Peristiwa kemenangan ini juga dirayakan
di Indonesia, dimulai pada saat revolusi Iran di tahun 1979, dan tahun-tahun
selanjutnya, bergaya muslim dalam kehidupan sosial menjadi semacam tren.
Pengakuan identitas keagamaan, yang divisualkan melalui busana, lagu, dan
film, menjadi marak. Pentas busana, baik dalam kemasan pagelaran, mau pun
merefleksi dalam kehidupan sosial sehari-hari, menjadi lahan industri yang
berpotensi secara ekonomis dan menjadi lahan pembauran nilai-nilai kultural.
Pakaian pada ranah kultural dan agama, memiliki spesifikasi dimensi
sendiri-sendiri. Manusia sebagai bagian dari sistem kebudayaan, dan sebagai
penunjuk penting kedinamisannya, menjadikan pakaian dalam bentuk yang
berbaur dengan agama. Antara minat pada budaya berbusana (tren busana) dan
menjalankan aturan atau hukum berbusana, hampir tidak ada perbedaan.

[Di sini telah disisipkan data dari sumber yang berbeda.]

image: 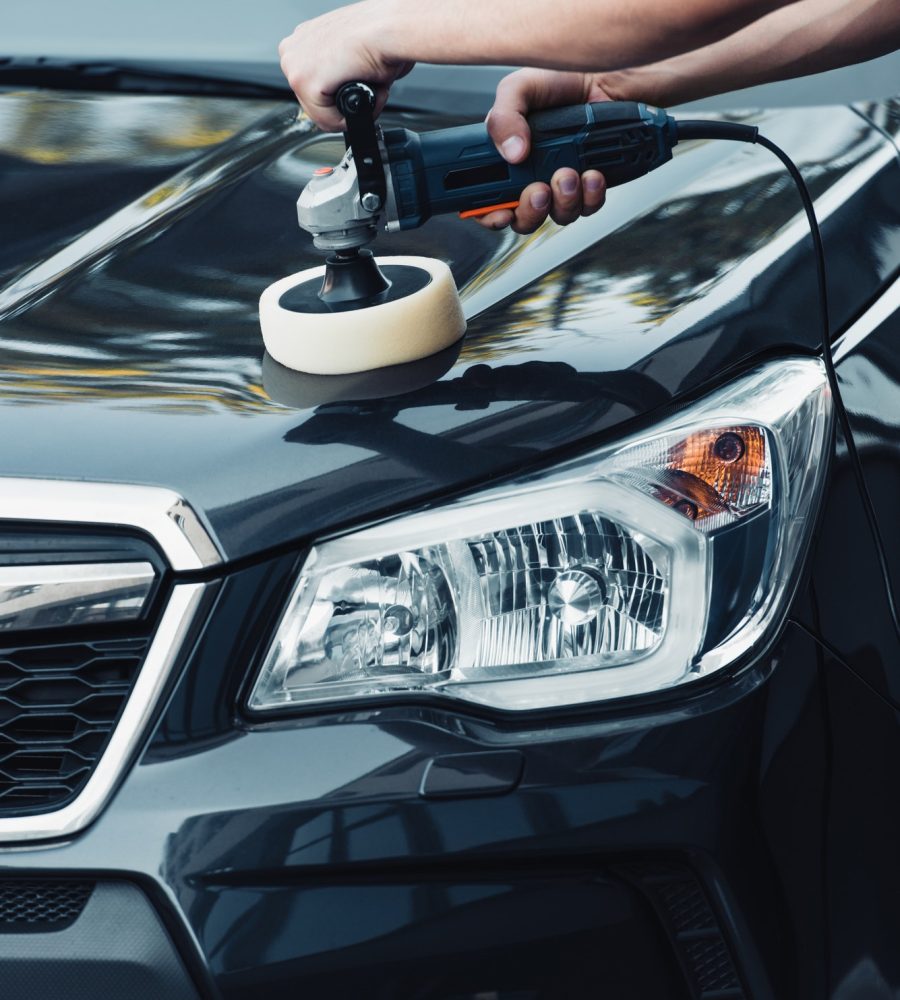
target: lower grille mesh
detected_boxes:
[0,639,149,817]
[0,879,94,934]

Berjilbab merupakan pilihan personal,
yang dilandasi beragam alasan, diantaranya adalah faktor keinginan diri
sendiri, tuntunan Alqur’an, alasan kenyamanan, dan membedakan dengan
perempuan lainnya. (2) Sebagai pilihan kultural, berjilbab muncul dalam
kancah persilangan dari beberapa faktor yang disinggung sebelumnya. Usaha
untuk membedakan dengan perempuan lain, merupakan wacana yang menunjukkan
identitas pada konteks waktu dan tempat tertentu. Ini adalah bergaya.
Turut serta dalam tren jilbab merupakan
bagian penting dalam pembudayaan jilbab pada kehidupan sosio-kultural. Jilbab
dalam kancah kultur Islam mengalami distorsi pemaknaan, akibatnya terjadi
“seragamisasi” penggunaan jilbab, modifikasi jilbab, dan menciptakan beragam
timbal balik komunikasi di dalamnya.
Jilbab tidak dapat dijadikan sebagai
penanda ketaatan atau ketaqwaan seseorang; bukan soal jilbab besar atau
jilbab kecil, bahkan pada seseorang berjilbab atau pun tidak. Ideologi jilbab
secara langsung bukan hanya untuk menunjukkan tentang ketaqwaan, ada
konstruksi (makna lain) yang terbangun didalamnya, sebagai tren, kebudayaan,
identitas, alat berkomunikasi, dan ada peran budaya media massa. Dalam
rumusan Madan Sarup, wacana posmodern bercirikan sesuatu yang bernilai
kekinian, dapat berwujud suatu bentuk baru dari ketekstualan; gejala gangguan
kejiwaan yang ditampilkan masyarakat, dan tidak bersifat alamiah, melainkan
dibuat oleh kapitalisme global. (3) Jilbab yang dipandang sebagai produk masa
kini, merupakan produk nyata wilayah posmodern, bernilai kekinian, bentuk baru
dalam pencitraan, dan ada pengkondisian “kecintaan” terhadap jilbab
(penciptaan tren/tidak alamiah). Nilai kekinian dan bentuk baru yang
dibicarakan posmodernisme merupakan bagian penting dalam memilah sifat
alamiah seseorang untuk berjilbab (sesuai tuntunan), atau tercipta atas
kepentingan (tren dan industri).
Munculnya klasifikasi pada jilbab,
merupakan bukti nyata peran industri terhadapnya. Istilah jilbab besar,
jilbab kecil, atau pun jilbab gaul, adalah ranah persoalan dimana nyaman dan
tidak menggunakan jilbab. Jilbab sebagai salah satu produk kebudayaan,
menjadi bukti nyata terjadinya kontroversi terhadap kebijakan dan kewajiban
menggunakannya dalam konteks hukum pada masyarakat sosial dan pendidikan.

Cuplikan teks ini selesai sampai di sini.